I'm finding out on the 8th nov booked a gender scan coz I'm soooo impatient I hav 2 girls and so badly want a boy good luck with whatever u choose to do x


----------



## rwhite

My scan will be the week after your's, hopefully. I am desperate to find out - I would hate for there to be even a trace of disappointment at the birth, so want to prepare myself (and my little boy, too, who is desperate for a sister! :haha:)

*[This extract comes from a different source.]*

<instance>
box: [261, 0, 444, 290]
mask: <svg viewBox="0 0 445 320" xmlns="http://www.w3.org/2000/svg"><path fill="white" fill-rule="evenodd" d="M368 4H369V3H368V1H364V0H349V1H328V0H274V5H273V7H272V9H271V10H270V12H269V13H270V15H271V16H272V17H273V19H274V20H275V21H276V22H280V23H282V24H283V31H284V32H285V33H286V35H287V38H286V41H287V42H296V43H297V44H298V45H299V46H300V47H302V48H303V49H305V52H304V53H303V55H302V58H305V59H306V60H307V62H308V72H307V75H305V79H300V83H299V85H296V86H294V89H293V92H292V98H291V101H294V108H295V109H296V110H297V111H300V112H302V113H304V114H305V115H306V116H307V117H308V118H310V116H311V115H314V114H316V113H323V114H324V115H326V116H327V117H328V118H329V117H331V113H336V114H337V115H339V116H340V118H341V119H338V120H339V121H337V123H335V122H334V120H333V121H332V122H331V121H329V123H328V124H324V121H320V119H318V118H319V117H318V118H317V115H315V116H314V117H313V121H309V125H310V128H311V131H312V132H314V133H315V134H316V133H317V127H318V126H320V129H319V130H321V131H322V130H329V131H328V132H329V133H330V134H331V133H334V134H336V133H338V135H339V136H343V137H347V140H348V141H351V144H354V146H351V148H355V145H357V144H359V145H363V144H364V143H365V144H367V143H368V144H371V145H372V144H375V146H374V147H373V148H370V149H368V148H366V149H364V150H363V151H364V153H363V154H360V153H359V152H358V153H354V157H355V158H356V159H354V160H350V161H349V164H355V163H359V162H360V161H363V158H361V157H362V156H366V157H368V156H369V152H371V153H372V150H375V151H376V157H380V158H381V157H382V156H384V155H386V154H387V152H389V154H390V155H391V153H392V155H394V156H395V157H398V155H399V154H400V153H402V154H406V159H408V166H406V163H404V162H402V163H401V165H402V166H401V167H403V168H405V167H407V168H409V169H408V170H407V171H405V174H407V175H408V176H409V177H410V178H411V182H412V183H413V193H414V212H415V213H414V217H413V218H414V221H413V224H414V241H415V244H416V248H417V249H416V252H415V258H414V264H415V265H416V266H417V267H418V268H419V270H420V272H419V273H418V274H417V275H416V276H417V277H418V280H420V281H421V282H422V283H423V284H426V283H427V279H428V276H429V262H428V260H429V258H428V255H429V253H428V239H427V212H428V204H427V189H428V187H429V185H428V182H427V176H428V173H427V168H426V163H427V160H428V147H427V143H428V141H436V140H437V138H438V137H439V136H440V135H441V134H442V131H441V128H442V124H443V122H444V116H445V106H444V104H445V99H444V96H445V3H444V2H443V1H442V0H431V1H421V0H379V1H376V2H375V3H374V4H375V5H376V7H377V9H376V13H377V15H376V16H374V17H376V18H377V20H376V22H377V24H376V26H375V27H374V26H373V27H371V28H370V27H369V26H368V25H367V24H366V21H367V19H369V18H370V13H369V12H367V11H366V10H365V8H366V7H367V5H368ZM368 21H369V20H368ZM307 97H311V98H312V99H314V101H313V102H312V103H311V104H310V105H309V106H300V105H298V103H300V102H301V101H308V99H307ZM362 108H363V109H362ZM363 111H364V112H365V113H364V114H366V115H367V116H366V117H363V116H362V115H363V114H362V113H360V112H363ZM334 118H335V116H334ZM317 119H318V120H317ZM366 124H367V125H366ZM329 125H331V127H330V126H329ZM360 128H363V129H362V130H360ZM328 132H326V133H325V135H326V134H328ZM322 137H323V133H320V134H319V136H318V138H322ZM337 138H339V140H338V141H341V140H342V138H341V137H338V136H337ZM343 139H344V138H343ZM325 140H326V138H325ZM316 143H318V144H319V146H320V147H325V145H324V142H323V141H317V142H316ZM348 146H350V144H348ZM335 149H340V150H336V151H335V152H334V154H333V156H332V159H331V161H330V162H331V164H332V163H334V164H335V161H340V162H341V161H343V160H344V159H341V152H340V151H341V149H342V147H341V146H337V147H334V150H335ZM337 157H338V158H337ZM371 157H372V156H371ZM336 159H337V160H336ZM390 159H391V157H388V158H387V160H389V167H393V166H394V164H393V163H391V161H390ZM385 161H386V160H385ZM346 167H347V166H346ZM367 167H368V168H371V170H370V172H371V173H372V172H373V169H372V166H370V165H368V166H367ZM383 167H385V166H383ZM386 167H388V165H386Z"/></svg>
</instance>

Good luck for if you decide to find out :)


----------



## lindblum

I was thinking there's less disappointment when you're actually holding a newborn the first time? I think I'm leaning towards finding out though. I was sad for a while when i found out at the scan that i was having my third girl. But i don't know which way to find out is 'better'.
good luck to both of you too x


----------



## dollych

I found out with my last Boy because I was desperate to have a Girl and thought It would be better to prepare myself before the birth, although you are right, you are so in love when you first see them that the GD isn't as bad when they are born.
Finding out last time ruined the pregnancy a little bit ( i feel awful saying that because I love my boy so much) .......... But I'm doing it again this time and finding out next week at an early gender scan. I'll be 16 weeks.
Good luck with your decision xx


----------



## lindblum

Well I decided not to find out last night but I asked anyway at the scan. Looks like I'm having my first son, sonographer said she's 98% sure (not allowed to say 100% on nhs) and showed me his thingy. still can't believe it. 
good luck to all of you xx


----------



## rwhite

Congratulations on your baby boy! :cloud9:


----------



## skyraaa

Yay congrats so happy for u :) x


----------



## Eleanor ace

Congratulations!


----------